Adam Tornhill’s Your Code as a Crime Scene (YCAACS) has lain open next to my laptop for several months now. I’m usually a fast reader and a technical book rarely lasts that long, unless the book is crammed with practical tips and advice that I want to try as I go along. YCAACS is no exception.

atcrime_xlargecover

The book introduces a technique completely new to me: the mining of your code repository’s history for patterns known to correlate with code defects. For example, do the most complex modules in your project tend to become even more complex over time, suggesting that your technical debt is growing out of control? Each self-contained chapter presents a different analysis you can try out. In this post I will walk through the most simple example: correlating the number of revisions to a module with that module’s complexity.

I’ll start with one of our current internal project called romulus. We begin the analysis by extracting the repository log for the last two months, formatted in a way to make the analysis easier:

git log --pretty=format:'[%h] %aN %ad %s' --date=short --numstat --after=2016-05-01 > romulus.log

The key argument here is --numstat: this reports the number of lines added or deleted for each file. It will tell us how frequently a given file, or module, has changed during that reporting period.

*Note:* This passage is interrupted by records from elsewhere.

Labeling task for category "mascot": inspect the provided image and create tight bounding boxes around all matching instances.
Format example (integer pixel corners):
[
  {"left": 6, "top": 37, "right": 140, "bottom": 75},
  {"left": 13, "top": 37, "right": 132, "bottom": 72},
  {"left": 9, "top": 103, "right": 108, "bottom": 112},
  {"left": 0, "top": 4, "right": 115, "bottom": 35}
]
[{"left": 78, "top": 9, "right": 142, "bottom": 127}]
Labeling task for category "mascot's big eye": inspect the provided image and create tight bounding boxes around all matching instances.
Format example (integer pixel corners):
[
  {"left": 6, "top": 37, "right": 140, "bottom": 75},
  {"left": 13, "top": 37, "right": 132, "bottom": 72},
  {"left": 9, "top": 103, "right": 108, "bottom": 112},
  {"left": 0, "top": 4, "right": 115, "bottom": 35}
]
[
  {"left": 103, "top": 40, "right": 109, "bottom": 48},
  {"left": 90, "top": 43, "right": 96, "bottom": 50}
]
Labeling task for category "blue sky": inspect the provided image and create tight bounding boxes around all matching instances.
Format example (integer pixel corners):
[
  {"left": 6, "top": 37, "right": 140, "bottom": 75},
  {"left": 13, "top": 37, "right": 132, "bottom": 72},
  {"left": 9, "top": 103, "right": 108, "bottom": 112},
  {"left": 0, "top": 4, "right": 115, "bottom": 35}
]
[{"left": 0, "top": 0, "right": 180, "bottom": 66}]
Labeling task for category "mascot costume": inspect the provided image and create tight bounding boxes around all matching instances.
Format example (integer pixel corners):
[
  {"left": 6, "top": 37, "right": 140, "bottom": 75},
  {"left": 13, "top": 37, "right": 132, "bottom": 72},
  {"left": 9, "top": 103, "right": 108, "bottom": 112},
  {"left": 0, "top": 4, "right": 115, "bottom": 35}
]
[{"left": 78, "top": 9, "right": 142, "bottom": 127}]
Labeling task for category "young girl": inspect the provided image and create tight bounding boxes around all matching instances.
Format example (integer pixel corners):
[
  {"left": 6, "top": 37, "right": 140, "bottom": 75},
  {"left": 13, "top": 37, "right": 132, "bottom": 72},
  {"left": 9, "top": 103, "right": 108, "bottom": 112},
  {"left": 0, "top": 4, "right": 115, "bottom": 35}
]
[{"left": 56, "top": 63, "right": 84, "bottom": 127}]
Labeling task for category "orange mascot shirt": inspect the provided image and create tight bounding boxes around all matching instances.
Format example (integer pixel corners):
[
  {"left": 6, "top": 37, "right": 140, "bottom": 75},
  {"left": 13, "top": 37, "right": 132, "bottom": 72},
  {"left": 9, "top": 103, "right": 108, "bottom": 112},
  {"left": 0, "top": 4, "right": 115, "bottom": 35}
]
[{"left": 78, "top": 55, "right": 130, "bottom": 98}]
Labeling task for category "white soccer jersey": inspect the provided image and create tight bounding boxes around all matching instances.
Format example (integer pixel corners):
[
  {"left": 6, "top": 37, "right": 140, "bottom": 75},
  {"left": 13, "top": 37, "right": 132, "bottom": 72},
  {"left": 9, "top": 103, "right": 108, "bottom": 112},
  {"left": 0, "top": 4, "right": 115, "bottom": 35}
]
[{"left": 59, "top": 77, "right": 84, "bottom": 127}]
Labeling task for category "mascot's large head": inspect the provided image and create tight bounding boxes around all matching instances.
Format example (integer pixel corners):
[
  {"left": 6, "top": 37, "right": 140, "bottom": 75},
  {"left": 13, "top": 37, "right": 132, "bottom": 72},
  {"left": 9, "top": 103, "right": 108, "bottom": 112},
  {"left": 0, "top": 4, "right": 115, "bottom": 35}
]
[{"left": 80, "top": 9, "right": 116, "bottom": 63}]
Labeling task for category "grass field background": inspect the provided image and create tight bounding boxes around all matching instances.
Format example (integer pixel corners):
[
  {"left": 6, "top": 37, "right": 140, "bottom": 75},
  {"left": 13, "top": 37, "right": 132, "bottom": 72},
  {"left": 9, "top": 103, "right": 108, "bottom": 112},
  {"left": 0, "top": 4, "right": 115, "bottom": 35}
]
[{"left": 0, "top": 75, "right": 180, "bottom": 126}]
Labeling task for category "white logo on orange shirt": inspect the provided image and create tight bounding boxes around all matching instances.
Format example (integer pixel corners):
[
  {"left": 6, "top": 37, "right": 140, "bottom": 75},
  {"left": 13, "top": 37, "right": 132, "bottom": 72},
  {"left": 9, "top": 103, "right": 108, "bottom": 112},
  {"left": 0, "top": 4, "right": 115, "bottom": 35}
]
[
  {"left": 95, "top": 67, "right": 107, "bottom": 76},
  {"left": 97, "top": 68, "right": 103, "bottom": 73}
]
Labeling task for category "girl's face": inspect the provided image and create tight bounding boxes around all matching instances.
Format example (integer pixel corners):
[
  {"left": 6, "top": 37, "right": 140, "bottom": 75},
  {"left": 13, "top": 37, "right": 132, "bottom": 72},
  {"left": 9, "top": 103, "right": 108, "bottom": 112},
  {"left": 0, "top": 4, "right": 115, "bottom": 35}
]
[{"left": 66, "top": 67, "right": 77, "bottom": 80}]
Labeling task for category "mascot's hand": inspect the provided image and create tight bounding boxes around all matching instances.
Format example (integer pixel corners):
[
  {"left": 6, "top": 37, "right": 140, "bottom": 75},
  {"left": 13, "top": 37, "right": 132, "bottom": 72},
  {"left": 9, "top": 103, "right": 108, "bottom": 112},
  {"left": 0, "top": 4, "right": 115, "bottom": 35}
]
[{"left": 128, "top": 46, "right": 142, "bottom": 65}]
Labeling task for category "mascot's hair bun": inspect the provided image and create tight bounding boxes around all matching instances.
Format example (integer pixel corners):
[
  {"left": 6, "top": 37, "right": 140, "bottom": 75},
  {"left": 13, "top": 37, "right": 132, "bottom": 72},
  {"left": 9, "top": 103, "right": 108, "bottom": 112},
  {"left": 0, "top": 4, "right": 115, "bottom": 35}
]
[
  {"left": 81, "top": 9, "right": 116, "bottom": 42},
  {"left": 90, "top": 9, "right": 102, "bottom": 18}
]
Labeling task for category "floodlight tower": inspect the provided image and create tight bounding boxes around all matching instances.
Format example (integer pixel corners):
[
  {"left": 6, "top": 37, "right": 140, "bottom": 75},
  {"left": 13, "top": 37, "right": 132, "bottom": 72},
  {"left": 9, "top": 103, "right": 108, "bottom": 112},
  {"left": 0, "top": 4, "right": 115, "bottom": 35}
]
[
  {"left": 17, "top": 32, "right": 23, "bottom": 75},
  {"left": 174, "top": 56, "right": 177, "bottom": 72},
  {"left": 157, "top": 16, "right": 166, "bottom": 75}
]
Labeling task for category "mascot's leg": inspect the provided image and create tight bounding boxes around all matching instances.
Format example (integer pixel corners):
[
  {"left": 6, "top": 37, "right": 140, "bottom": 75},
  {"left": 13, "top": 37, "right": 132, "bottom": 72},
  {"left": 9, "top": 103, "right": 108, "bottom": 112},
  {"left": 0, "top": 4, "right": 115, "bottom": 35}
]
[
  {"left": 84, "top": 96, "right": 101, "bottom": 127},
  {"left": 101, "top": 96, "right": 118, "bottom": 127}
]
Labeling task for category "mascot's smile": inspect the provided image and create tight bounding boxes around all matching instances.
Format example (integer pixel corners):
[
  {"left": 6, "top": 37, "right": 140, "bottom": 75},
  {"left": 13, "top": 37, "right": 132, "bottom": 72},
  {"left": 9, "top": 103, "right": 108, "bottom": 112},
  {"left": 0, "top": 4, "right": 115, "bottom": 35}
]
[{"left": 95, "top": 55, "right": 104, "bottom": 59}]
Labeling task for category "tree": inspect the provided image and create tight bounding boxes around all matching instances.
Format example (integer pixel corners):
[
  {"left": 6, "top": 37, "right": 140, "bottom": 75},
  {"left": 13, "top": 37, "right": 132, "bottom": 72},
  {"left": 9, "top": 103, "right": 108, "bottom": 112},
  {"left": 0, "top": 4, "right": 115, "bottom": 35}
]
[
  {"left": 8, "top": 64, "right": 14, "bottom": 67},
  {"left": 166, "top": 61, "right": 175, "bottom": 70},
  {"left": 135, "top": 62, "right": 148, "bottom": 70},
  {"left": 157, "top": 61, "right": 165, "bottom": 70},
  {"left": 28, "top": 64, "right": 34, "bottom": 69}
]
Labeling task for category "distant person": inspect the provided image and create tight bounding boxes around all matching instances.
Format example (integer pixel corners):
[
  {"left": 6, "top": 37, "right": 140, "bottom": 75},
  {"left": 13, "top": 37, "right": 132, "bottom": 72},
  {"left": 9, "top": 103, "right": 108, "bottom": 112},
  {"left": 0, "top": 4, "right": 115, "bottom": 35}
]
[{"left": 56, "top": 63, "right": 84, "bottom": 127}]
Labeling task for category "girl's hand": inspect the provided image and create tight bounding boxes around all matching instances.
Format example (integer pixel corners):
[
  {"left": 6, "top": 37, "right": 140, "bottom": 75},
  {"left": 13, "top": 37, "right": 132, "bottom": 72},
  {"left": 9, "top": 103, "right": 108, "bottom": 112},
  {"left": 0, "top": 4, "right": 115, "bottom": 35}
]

Next we use the code-maat tool written by the author of YCAACS. It’s a tool that will analyse the log of a code repository and extract different summary statistics. For our example, all we want to know is how frequently each module has been changed:

maat -l romulus.log -c git -a revisions > romulus_revs.csv

Next we need to correlate those changes with the complexity of each file. We won’t be using any fancy complexity metric here: the number of lines of code will suffice. We use cloc:

cloc * --by-file --csv --quiet > romulus_sizes.csv

We now have two CSV files:

  • romulus_revs.csv: the number of revisions of each file in our repository
  • romulus_sizes.csv: the size of each file

By doing the equivalent of a SQL JOIN on these files, you obtain for each file its number of revisions and size. You can do this in the analysis tool of your choice. I do it in Tableau and show the result as a heatmap, where each rectangle represents a module. The size of the rectangle is proportional to the size, or complexity, of the module and its color darkness is proportional to the number of times it has changed over time. With Tableau you can hover over any of these rectangles and a window will pop-up, giving detailed information about that module:

So what does this heatmap tell me? There’s no obvious outlier here; a couple of modules in the upper right corner have recently seen a lot of change, but I know that these modules implement some of the stories we are currently working on so no surprise there. This map has, however, a tendency to become darker towards the left side, where the largest modules are shown. This suggests that some modules have been growing over time, possibly out of control. Clearly, this must be investigated and these modules should perhaps deserve more testing and/or refactoring than the average.

“Your Code as a Crime Scene” is a fantastic book. Every chapter has a couple of ideas that you can try right away on your project. I suspect this will be of most value to technical leads and testers, both of whom I consider the guardians of code quality. I’m less sure that the other developers will be able to apply the ideas from the book that easily though. Doing it properly does take time, requires a certain mindset, and a certain familiarity with data analytics. But if your team includes someone willing and capable of doing it, I’m sure you will all benefit from it.